13

Cobby lleva media hora en el cuarto de baño. Fania da por tercera vez unos golpecitos en la puerta. A través del panel de cristal situado sobre la puerta se filtra la luz encendida del interior.

—Nu. ¿Qué pasa?

Un murmullo; un quejido. Se oye una voz débil:

—Yored li dam. Estoy sangrando.

—Pues déjame entrar.

Otro gemido, después silencio. Fania hace unos movimientos con la cabeza.

—Lo pone enfermo. Todo ese asunto de la Biblia... lo está poniendo enfermo.

El remordimiento me empuja a la sombra del dormitorio-estudio.

—Ojalá no hubiera encontrado esa cosa estúpida. Ojalá se hubiese quemado. No ha traído más que problemas a esa pobre familia.

A oscuras, me siento en la cama y no digo nada.

Pienso en el códice. Pienso en Gideon. Mi corazón es una oscura maraña de temores. Cargo con un secreto y no puedo decir nada.

¿Podré hacerlo? En ese momento me parece risible; ni siquiera puedo imaginarlo. Intento sonreír ante la idea, pero los labios no me responden. Debo reconocer que no es cosa de risa.

Dice Gideon que me pide lo que está bien, pero ¿cómo voy a saber qué está bien en ese país sin mapa, en ese galimatías de interrogantes, en ese misterio sin resolver?
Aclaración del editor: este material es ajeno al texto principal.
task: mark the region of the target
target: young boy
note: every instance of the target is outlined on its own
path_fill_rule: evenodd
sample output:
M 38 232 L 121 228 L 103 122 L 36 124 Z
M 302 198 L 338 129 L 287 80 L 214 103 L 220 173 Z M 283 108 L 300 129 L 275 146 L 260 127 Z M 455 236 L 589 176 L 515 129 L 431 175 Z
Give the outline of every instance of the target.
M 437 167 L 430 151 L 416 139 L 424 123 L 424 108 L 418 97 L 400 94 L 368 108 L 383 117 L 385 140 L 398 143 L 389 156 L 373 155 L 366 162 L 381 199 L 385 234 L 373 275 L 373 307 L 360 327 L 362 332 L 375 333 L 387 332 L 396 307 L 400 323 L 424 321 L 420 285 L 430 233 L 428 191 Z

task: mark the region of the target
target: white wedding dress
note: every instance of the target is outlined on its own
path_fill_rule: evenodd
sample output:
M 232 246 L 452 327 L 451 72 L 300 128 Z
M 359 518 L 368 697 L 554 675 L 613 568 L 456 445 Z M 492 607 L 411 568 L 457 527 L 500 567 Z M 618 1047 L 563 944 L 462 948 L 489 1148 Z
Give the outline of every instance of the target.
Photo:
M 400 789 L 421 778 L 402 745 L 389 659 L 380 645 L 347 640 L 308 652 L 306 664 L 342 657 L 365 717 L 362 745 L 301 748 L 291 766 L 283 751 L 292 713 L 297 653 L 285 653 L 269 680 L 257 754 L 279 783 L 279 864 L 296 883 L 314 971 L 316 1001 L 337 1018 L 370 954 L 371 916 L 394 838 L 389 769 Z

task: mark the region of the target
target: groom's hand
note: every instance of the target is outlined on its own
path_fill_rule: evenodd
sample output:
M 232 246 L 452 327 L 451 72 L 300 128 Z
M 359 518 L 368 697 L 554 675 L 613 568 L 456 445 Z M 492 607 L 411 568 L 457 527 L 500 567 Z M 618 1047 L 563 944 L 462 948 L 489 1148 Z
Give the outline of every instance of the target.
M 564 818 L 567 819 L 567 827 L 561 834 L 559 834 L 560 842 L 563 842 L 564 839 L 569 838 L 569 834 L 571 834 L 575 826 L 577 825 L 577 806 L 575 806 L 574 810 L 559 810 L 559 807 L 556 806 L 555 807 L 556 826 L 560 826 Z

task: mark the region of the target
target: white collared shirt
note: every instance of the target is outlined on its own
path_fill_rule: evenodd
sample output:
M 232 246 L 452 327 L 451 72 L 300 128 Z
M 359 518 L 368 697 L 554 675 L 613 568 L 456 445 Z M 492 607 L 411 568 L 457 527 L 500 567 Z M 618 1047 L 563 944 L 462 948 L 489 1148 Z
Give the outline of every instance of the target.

Siento mis instintos herrumbrosos; no he hecho otra cosa en toda mi vida que ir a lo seguro. Ahora voy a dar un paso al vacío, confiar en la fe, esperar que únicamente me guíe la voz de mi corazón.

Estoy sentada y me mantengo todo lo quieta que puedo; retengo el aliento. En la semioscuridad granulosa que me envuelve siento latir mi corazón. Tengo la impresión de que, si consigo concentrarme lo suficiente, surgirá la respuesta, como un nombre en la punta de la lengua o como la palabra oculta en un anagrama: un indicio que sobrevuela en los límites del campo visual, marginal, torturándome al escapar a mi visión. La pieza que falta en el rompecabezas. Pero no se me ocurre nada que pueda ser tan categórico. Lo único que me precipita hacia la acción es el corazón: yo, Shulamit, la que hace y siente tan poca cosa desde hace tanto tiempo.

Mi tío sale por fin del caluroso y exiguo cuarto de baño.

—No, no, no quiero yodo. —Oigo que protesta.